With Japan and the 27-member European Union accounting for some 30 percent of global economic output and 40 percent of world trade, the envisaged pact would provide the EU with a foothold for tapping Asian markets and help Japan expand exports to revive its economy, which has been dogged by prolonged deflation.
“We hope to push forward the economic partnership agreement negotiations and finalize the pact at an early time,” Minister of Economy, Trade and Industry Toshimitsu Motegi said when the two sides announced the launch of talks late last month.
But EU Trade Commissioner Karel De Gucht said at the time the negotiations “would be suspended” if a one-year review of the talks were to fall short of the expected progress.
“We would be looking at whether Japan is taking steps towards easing regulations,” such as making amendments to laws and ordinances to realize freer trade, an EU official said.

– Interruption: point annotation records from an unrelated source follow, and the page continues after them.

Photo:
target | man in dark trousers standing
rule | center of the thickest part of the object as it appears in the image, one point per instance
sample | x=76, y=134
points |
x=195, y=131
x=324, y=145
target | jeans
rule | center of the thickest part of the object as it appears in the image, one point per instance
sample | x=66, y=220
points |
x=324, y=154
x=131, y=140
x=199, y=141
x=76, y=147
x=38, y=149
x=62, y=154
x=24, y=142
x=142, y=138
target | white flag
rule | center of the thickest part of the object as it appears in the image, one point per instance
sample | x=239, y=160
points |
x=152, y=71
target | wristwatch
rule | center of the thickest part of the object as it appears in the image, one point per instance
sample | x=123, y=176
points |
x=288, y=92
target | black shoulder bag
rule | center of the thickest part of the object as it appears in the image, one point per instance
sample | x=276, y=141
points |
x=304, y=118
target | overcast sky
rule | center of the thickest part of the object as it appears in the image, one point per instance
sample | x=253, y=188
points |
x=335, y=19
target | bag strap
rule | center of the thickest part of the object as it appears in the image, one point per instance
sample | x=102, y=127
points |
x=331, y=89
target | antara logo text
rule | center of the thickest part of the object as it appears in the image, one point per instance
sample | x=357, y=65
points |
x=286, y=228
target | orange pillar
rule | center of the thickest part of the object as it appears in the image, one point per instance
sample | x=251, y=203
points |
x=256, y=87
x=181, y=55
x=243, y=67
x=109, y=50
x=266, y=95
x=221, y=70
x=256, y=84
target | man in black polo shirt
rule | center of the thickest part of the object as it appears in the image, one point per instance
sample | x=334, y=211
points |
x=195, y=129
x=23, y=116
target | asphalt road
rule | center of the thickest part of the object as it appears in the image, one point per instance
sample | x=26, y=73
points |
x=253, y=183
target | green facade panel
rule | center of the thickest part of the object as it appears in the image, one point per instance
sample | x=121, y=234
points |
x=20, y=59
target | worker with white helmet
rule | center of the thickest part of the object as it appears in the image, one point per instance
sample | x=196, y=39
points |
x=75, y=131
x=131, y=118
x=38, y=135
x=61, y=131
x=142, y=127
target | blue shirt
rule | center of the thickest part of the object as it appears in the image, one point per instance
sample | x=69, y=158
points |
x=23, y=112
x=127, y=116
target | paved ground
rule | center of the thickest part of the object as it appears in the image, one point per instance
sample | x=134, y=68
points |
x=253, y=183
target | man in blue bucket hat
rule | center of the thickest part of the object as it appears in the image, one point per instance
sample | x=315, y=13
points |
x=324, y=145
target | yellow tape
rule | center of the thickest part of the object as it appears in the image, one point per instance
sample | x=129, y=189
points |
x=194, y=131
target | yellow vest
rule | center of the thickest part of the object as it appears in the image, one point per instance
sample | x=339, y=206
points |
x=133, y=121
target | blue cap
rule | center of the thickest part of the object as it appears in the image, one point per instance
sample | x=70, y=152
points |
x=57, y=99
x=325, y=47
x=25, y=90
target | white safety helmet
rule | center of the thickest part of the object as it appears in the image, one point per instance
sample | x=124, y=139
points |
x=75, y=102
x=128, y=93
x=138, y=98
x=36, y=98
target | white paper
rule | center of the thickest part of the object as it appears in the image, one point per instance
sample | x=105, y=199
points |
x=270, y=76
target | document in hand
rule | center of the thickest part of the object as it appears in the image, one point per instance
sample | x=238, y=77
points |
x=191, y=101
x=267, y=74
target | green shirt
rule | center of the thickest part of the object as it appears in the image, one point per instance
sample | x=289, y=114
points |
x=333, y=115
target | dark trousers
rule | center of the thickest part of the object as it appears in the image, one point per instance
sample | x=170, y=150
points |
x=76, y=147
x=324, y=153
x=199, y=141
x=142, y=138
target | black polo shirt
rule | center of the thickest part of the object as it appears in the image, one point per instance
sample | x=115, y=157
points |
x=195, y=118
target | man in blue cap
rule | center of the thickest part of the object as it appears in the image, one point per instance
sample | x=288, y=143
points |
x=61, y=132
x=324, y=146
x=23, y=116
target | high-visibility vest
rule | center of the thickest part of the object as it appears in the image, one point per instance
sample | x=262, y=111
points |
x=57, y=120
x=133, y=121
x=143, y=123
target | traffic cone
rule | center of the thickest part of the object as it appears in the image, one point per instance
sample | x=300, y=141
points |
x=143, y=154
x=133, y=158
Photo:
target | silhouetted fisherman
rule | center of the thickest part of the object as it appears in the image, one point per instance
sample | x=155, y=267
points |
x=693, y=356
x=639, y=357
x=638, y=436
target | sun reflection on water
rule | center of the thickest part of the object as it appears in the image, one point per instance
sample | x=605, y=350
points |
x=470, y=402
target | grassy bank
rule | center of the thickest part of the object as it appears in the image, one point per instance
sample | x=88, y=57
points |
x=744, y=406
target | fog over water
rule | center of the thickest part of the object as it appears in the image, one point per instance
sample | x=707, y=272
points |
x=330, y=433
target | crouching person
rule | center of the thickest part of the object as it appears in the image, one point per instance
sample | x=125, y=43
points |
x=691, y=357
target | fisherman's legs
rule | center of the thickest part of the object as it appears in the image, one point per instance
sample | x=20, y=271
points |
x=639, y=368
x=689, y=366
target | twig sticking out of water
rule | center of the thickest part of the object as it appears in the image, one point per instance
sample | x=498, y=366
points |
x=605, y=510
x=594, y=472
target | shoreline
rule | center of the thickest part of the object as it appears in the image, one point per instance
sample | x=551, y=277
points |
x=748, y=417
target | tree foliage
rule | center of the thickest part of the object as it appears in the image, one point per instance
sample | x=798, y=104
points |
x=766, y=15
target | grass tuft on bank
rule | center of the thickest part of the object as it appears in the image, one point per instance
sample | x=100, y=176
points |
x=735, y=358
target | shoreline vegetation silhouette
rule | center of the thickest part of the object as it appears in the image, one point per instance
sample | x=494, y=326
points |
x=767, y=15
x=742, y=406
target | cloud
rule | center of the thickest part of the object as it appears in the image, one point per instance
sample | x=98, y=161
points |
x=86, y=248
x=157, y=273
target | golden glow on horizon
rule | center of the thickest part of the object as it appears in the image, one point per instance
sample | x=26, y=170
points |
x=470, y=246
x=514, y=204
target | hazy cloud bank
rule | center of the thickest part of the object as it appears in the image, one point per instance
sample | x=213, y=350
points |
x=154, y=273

The bilateral trade talks kicked off just after Japan gained the tentative go-ahead Friday from the United States to join the Trans Pacific Partnership talks, another massive free-trade quest involving 11 Pacific Rim nations.
With the world’s leading economy endorsing Japan’s participation in the TPP talks, Canada, Australia and New Zealand are expected to grant their approval as well.
Under Prime Minister Shinzo Abe’s government, Japan has been accelerating its trade liberalization talks with other countries, holding separate bilateral FTA talks with Canada and Mongolia and trilateral talks with China and South Korea.